I am doing an analysis on pySpark using the Jupyter notebooks. My code originally build dataframes using sqlContext = SQLContext(sc), but now I've switched to HiveContext since I will be using window functions.
My problem is that now I'm getting a Java error when trying to create the dataframe:
## Create new SQL Context.
from pyspark.sql import SQLContext
from pyspark.sql import DataFrame
from pyspark.sql import Window
from pyspark.sql.types import *
import pyspark.sql.functions as func
sqlContext = HiveContext(sc)
After this I read my data into an RDD, and create the schema for my DF.
## After loading the data we define the schema.
fields = [StructField(field_name, StringType(), True) for field_name in data_header]
schema = StructType(fields)
Now, when I try to build the DF this is the error I get:
## Build the DF.
data_df = sqlContext.createDataFrame(data_tmp, schema)

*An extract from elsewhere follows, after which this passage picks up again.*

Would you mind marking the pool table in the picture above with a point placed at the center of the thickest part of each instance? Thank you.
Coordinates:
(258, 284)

---------------------------------------------------------------------------
TypeError Traceback (most recent call last)
...
/home/scala/spark-1.6.1/python/pyspark/sql/context.pyc in _get_hive_ctx(self)
690
691 def _get_hive_ctx(self):
--> 692 return self._jvm.HiveContext(self._jsc.sc())
693
694 def refreshTable(self, tableName):
TypeError: 'JavaPackage' object is not callable
I have been googling it without luck so far. Any advice is greatly appreciated.
HiveContext
requires binaries build with Hive support. It means you have to enable Hive profile. Since you use sbt assembly
you need at least:
sbt -Phive assembly
The same is required when building with Maven, for example:
mvn -Phive -DskipTests clean package